John La Grou of Millennia Media, Inc. wrote
(p.s., I also found it amusing that an engineer looking for a
"natural" sound selected a "warm" micamp. Not that the end result
wasn't musically rich and beautiful, but "euphonic" and "accurate" are
usually mutually exclusive audio ideas.)

I have heard essentially that statement so many times from so many sources.
What is the conflict with euphonic (sounding good) and accurate, anyway?
What is our definition of "accurate" that makes it conflict with
"enjoyable"??

Great question. "Accurate," as it is generally used by the more
technical types here, means accurate to what's on the disk. Whether
this "sounds like live acoustic music in real space" depends on how
good a job the recording engineer did. And, as you know, that can
vary. A lot.

There's also the matter of taste, as some others have pointed out.
Anybody who thinks euphonic and accurate are mutually exclusive
probably has a preference for a certain kind of sound. Some people
think violins, reproduced accurately, are screechy. Turning down the
treble sounds more pleasant to them.
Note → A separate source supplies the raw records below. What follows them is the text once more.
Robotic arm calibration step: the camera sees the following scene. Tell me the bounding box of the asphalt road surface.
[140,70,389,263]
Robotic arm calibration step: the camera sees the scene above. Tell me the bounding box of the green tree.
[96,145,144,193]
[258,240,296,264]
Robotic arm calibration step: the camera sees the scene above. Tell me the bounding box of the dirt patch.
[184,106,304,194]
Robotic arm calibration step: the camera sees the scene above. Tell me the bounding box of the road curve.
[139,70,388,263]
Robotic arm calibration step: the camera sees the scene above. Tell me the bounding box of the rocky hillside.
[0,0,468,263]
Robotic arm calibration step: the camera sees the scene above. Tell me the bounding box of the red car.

Euphonic, but not accurate.

From an engineering standpoint, I'd like equipment to be as accurate
as possible, so that when I get a really good recording, I can enjoy
it exactly as it was made. But occasionally I'll give the tone
controls a tweak, and others own equalizers to give them even more
control over the final sound.

So there's no inherent conflict. They're two goals, which for each
individual sometimes coincide and other times conflict.